In 2005, he recorded his debut CD Lucky to Be Me. In 2008, he released a second CD, Keepin' Out Of Mischief.

He is also a professional stage director, a produced composer and lyricist, and an experienced theatre educator, specializing in Shakespeare and musical theatre. He has taught at colleges and universities across Canada and the United States, including The National Theatre School of Canada, the Stratford Festival Department of Professional Theatre Training, SUNY Plattsburgh, Sheridan College and the Randolph Academy for the Performing Arts.

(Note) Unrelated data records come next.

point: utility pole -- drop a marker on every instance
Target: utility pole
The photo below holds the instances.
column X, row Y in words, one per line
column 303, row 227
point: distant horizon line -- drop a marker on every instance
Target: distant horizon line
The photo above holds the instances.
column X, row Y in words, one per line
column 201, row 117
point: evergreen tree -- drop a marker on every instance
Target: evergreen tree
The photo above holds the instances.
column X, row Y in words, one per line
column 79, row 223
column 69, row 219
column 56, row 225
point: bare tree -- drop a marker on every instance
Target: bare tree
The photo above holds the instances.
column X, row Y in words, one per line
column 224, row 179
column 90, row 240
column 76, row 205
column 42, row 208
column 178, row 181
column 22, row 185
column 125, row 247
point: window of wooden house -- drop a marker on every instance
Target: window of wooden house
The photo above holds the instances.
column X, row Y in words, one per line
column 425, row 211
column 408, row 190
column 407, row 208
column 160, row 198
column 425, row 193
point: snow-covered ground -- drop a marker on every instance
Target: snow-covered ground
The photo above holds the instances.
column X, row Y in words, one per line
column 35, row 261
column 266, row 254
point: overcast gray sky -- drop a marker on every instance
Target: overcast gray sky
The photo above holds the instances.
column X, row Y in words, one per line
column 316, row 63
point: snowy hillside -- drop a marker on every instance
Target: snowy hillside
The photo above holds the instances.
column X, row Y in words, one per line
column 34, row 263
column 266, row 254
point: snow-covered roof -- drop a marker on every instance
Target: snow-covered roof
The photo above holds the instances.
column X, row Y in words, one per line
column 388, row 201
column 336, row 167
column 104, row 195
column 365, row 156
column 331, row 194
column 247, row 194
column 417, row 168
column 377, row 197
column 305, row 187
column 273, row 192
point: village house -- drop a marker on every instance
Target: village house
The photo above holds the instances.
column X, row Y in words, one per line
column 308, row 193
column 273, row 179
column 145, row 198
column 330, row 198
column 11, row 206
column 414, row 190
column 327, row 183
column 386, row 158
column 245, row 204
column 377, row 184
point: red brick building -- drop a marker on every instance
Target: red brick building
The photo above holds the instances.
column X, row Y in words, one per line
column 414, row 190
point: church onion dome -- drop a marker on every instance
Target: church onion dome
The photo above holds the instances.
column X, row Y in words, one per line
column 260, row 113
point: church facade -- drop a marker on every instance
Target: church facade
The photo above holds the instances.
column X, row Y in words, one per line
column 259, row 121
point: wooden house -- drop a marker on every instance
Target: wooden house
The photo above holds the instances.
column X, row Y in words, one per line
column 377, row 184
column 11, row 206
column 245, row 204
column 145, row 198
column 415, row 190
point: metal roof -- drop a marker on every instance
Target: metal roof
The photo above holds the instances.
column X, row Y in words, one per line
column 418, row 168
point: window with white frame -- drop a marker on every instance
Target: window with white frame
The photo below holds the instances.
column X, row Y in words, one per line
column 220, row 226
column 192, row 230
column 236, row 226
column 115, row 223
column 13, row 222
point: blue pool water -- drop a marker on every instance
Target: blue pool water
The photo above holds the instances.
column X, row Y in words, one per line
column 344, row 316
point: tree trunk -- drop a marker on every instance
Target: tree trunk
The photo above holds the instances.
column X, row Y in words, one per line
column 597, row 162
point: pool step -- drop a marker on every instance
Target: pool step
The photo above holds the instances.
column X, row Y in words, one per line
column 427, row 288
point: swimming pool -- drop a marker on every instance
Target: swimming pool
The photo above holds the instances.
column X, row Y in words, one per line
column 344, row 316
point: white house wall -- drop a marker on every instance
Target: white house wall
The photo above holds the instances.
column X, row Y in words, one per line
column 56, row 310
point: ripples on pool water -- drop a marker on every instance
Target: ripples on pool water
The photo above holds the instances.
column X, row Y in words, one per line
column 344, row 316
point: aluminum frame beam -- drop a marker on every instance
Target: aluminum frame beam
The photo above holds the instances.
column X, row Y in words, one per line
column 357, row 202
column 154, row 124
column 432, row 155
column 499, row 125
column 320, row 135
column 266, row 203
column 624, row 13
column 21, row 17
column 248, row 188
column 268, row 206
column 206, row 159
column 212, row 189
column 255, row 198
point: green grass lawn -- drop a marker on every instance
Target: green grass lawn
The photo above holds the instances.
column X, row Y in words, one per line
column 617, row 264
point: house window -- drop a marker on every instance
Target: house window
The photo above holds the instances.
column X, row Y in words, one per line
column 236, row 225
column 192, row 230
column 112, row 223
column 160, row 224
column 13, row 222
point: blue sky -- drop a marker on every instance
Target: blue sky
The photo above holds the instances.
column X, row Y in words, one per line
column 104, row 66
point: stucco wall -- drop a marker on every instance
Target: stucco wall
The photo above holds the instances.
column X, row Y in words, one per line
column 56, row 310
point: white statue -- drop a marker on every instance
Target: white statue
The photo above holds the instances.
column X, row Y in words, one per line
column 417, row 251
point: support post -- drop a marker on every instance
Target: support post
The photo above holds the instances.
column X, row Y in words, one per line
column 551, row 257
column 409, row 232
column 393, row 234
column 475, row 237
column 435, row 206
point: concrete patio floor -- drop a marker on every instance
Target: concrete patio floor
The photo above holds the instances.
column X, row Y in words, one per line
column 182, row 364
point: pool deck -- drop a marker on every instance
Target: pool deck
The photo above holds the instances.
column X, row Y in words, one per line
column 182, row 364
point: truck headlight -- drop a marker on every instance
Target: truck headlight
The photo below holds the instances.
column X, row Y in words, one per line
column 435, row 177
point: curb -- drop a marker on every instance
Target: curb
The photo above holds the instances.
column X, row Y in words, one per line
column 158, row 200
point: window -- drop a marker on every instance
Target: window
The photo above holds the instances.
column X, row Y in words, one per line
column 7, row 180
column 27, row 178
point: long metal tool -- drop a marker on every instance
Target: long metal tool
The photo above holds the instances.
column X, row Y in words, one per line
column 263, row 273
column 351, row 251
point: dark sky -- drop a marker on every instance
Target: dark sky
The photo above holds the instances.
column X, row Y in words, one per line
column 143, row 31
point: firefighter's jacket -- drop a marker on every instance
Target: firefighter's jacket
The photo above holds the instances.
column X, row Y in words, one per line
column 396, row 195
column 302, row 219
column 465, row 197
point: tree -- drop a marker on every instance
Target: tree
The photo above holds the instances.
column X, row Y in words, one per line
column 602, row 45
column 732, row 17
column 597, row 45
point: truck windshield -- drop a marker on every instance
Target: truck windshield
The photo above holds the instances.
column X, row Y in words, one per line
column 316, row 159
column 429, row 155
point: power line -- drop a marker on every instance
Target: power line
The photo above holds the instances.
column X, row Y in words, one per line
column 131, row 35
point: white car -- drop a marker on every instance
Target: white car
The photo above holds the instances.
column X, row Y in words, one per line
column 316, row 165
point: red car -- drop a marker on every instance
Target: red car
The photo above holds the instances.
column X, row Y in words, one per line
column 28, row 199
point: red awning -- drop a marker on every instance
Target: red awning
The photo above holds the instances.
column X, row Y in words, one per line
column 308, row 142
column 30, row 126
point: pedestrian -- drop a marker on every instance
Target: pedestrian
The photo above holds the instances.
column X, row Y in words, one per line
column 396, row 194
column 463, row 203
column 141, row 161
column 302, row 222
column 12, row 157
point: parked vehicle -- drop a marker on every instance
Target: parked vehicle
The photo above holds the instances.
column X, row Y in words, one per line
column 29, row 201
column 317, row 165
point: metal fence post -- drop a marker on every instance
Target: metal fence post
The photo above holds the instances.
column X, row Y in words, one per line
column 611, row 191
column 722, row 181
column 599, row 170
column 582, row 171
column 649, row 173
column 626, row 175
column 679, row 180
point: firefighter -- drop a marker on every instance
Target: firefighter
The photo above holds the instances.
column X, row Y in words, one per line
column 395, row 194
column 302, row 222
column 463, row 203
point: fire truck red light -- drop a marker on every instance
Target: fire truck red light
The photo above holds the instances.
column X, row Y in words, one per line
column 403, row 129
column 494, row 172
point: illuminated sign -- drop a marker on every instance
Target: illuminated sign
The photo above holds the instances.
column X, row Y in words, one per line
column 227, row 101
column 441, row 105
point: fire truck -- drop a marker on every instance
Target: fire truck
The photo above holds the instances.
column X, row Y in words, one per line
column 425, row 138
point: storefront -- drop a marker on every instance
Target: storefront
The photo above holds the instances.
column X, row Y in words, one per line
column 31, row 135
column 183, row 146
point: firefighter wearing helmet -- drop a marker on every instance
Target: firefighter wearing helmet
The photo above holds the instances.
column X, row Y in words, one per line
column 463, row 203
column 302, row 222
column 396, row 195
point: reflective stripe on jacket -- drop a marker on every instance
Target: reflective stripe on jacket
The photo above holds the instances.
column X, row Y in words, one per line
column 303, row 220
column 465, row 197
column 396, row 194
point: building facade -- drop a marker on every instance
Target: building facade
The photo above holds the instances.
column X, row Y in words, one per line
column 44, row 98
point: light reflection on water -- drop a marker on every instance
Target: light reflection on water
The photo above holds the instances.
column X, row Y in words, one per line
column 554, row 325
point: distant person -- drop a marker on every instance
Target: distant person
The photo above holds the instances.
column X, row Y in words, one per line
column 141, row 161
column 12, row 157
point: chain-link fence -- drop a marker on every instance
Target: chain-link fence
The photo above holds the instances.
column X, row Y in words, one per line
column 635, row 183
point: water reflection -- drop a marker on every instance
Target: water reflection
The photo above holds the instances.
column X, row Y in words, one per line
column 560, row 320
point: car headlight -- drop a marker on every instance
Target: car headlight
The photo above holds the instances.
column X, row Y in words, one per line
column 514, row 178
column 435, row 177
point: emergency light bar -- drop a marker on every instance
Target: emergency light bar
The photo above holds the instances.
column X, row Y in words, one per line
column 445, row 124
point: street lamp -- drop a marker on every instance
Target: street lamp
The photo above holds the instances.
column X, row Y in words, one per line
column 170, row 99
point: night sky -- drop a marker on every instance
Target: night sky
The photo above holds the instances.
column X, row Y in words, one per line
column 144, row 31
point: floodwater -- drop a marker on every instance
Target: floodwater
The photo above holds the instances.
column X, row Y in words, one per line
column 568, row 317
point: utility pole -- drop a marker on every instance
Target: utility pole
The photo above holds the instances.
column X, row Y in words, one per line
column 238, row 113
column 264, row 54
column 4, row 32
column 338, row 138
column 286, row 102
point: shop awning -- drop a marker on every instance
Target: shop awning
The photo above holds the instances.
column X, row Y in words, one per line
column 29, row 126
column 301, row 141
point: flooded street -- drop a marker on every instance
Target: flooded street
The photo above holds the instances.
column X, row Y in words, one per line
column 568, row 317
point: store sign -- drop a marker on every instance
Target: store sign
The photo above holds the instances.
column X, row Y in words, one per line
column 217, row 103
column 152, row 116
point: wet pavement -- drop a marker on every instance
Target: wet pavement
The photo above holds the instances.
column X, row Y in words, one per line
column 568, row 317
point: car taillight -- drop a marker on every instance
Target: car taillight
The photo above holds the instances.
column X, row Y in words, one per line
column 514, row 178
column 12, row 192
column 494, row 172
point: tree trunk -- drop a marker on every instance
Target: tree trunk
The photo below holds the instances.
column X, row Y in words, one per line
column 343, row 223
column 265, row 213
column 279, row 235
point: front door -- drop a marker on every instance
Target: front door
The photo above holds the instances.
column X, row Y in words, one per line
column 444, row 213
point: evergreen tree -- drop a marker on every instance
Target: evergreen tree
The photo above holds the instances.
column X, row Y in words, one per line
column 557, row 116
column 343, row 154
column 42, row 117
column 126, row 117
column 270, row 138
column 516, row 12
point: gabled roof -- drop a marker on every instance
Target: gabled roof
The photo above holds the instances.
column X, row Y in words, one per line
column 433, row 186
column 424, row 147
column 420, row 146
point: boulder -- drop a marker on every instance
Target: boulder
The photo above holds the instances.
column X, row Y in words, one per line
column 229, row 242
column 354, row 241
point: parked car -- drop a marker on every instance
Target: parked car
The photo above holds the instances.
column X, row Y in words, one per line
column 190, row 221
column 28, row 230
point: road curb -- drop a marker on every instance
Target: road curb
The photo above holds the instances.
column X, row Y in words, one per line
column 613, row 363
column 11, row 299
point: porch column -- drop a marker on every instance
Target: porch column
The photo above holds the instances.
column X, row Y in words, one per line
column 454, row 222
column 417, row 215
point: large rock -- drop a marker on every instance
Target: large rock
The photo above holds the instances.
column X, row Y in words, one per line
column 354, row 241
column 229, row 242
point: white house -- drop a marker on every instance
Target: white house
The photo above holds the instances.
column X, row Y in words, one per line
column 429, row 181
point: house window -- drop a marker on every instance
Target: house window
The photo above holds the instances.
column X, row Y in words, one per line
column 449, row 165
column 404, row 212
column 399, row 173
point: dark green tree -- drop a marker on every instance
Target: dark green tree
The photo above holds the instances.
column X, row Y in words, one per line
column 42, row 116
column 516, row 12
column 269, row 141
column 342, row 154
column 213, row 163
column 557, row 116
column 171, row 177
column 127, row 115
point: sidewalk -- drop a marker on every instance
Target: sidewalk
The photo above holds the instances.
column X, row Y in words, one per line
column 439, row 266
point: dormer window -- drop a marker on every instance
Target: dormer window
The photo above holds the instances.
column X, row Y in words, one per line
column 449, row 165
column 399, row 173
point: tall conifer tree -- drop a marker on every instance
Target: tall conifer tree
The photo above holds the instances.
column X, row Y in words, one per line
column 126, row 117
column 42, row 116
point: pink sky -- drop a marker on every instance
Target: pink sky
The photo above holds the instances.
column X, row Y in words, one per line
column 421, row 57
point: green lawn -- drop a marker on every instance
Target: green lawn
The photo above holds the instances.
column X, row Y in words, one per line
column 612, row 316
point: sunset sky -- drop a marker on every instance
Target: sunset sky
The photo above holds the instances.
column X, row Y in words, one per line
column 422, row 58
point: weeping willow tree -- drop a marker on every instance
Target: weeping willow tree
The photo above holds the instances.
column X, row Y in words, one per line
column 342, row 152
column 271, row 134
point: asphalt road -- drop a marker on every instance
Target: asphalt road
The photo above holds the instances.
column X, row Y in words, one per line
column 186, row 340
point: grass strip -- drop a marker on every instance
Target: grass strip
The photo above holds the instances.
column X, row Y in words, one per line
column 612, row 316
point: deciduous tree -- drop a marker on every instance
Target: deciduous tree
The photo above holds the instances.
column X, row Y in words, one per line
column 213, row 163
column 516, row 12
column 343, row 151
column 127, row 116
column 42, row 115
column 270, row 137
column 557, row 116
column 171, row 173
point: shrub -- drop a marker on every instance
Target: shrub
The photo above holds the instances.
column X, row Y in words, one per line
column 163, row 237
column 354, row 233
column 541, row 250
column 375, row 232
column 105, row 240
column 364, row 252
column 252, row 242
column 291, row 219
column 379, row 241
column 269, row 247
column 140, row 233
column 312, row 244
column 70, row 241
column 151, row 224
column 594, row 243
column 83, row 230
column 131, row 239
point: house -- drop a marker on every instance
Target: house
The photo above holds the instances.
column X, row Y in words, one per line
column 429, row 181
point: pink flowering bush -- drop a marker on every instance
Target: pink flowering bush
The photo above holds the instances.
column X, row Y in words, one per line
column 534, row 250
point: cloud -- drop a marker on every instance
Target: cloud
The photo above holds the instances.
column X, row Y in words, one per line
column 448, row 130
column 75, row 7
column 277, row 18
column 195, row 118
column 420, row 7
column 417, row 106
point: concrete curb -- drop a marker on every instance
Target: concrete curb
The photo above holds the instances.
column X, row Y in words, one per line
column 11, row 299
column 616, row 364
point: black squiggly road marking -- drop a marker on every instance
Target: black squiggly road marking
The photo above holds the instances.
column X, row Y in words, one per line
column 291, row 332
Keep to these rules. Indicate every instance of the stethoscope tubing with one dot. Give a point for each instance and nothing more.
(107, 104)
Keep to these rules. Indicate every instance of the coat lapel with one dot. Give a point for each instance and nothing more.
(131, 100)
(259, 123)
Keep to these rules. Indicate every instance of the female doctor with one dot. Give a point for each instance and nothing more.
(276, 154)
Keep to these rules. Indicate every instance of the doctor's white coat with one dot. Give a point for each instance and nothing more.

Dow is series director for the Intimate Experiences Cabaret Series, at Buddies in Bad Times theatre in Toronto.

==Filmography==

Film / Television
| Year | Title | Role | Notes |
| 1999-2001 | Redwall | Voice role of Log-A-Log and Black Robed Rat | TV series, 22 episodes |
| 2000 | Redwall: The Movie | Voice role of Log-A-Log | TV movie |
| 2010 | The Tempest | Trinculo | Filmed stage version |
| Murdoch Mysteries | Pierre Barnett | TV series, 1 episode: "Blood and Circuses" |
| 2011 | Drone | Jerry | Short film |
| 2014 | Total Drama Pahkitew Island | Max (voice) | TV series, 10 episodes |
| 2015 | The Amazing Gay Pile | Suxxxane Summers | TV series, 1 episode: "Houston" |
| She Stoops to Conquer | Unnamed role | Short film |
| Peg+Cat | Uncle Phil | TV Series, 1 episode: "The Wonderland Problem/The Bat Mitzvah Problem" |
| The Strain | Dale | TV series, 1 episode: "Quick and Painless" |
| 2017-2019 | Hotel Transylvania: The Series | Additional Voices | TV series, 2 episodes: "Frankenstunt/What About Blob" and "A Year Without Creepmas" |
| 2019 | Anne with an E | Examiner | TV series, 1 episode: "Great and Sudden Change" |
| Corn & Peg | Voice role of Bad Bronco | TV series, 1 episode: "Comic Catastrophe" |
| 2021 | Diana | Paul Burrell and part of Ensemble | Filmed stage version of the musical |
| 2021–2025 | Thomas & Friends: All Engines Go | Voice of Sir Topham Hatt (US/UK; 2021–2022) and Harold (US) | TV series |
| 2021 | Thomas & Friends: Race for the Sodor Cup | Voice of Sir Topham Hatt (US/UK; original dub) | TV film |
| 2022 | Thomas & Friends: The Mystery of Lookout Mountain | Voice of Sir Topham Hatt (US) |
| 2024 | Thomas & Friends: The Christmas Letters Express | Voice of Harold and Sir Topham Hatt (US) |
| 2025 | Thomas & Friends: Sodor Sings Together | Voice of Sir Topham Hatt (US) |

==Personal life==
Dow is gay and genderqueer. He often speaks on issues of sexuality, youth and mental health.